Ibrāhīm s'est désavoué de l'idolâtrie de son père — mais il lui a parlé avec une douceur exemplaire (« يَا أَبَتِ » répété quatre fois dans Maryam) et il a continué à demander pardon pour lui jusqu'à ce qu'Allah lui révèle qu'il était mort sur la mécréance (at-Tawba 114). Le barāʾ n'est pas la dureté ; c'est la clarté.
Le Prophète ﷺ a aimé son oncle Abū Ṭālib jusqu'à la fin — il a tenté de l'amener au tawhid à son lit de mort, et a longtemps demandé pardon pour lui jusqu'à ce qu'Allah le lui interdise. Le verset « tu ne guides pas qui tu aimes » (al-Qaṣaṣ 56) a été révélé à son sujet. Aimer un proche non-musulman comme être humain est compatible avec se désavouer du shirk qu'il pratique.
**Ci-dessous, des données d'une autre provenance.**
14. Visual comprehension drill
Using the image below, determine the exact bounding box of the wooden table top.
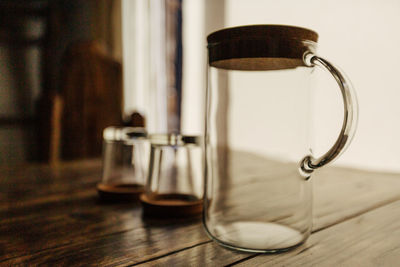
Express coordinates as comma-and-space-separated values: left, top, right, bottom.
0, 160, 400, 266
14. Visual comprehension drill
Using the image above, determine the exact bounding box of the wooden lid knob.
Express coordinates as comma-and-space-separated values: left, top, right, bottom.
207, 25, 318, 70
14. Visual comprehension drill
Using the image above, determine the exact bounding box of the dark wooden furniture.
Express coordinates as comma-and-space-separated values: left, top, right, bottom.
0, 160, 400, 266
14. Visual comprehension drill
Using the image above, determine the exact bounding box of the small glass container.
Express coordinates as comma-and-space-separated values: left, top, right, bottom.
141, 134, 203, 217
97, 127, 149, 200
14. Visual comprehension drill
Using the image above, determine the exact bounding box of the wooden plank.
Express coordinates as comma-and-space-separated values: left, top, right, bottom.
134, 167, 400, 266
234, 201, 400, 266
0, 160, 400, 265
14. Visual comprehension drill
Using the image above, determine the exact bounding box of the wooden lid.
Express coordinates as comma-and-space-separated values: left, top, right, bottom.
207, 25, 318, 70
140, 194, 203, 218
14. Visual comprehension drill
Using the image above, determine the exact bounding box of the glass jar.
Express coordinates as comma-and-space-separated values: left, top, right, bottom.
97, 126, 149, 200
203, 25, 357, 253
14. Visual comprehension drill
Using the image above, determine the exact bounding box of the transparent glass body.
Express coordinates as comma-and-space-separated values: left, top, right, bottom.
141, 134, 204, 218
102, 127, 149, 188
204, 67, 312, 251
203, 25, 358, 253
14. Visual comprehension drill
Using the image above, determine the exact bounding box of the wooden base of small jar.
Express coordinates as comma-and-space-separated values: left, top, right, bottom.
97, 183, 144, 201
140, 194, 203, 218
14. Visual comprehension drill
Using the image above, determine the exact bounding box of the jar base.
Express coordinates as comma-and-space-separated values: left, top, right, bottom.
97, 183, 144, 201
212, 221, 309, 253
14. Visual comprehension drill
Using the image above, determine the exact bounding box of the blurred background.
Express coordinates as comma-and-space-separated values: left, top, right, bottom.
0, 0, 400, 172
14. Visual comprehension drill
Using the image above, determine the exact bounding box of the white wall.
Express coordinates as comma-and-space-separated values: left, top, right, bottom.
123, 0, 400, 171
226, 0, 400, 171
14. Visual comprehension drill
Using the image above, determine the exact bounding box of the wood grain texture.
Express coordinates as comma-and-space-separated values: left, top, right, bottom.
238, 201, 400, 266
0, 161, 400, 266
139, 167, 400, 266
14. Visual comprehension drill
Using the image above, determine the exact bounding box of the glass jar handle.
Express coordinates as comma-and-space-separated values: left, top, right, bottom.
300, 52, 358, 174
Les deux ne s'annulent pas.
« S'ils luttent pour que tu M'associes ce dont tu n'as pas connaissance, ne leur obéis pas — mais comporte-toi avec eux ici-bas avec convenance » (Luqmān 15). Allah a posé en même temps : ne pas obéir au shirk + tenir bonne compagnie. Les deux côte à côte.
Mumtaḥana 8 — déjà cité — rend explicite que la birr et le qisṭ (équité) sont autorisés et même demandés envers les non-musulmans paisibles.
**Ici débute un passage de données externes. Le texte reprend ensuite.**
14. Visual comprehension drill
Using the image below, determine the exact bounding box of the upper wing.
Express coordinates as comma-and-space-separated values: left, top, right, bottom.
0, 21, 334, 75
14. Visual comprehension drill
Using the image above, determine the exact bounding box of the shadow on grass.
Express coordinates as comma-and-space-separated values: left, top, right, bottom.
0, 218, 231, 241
Le Prophète ﷺ se levait pour le cortège funèbre d'un Juif (Bukhārī), il acceptait l'invitation à manger d'un Juif, il achetait à crédit chez les non-musulmans à Médine. Sa douceur a été un vecteur d'islām pour des peuples entiers.
Un musulman qui a des amis non-musulmans, qui travaille avec eux, qui leur sourit, qui partage un repas — n'a aucun nāqiḍ. Il pratique exactement ce que le Prophète ﷺ pratiquait. Le glissement qui consiste à reprocher cela à un frère est contraire à la sunna.
Garder le cœur tourné vers le tawhid, et tenir l'éthique du Prophète ﷺ envers les personnes : justice, parole vraie, contrats honorés, voisinage digne, parents respectés, sourire facile.
Deux excès opposés à éviter :
La voie médiane : la sincérité du cœur, la beauté de la conduite.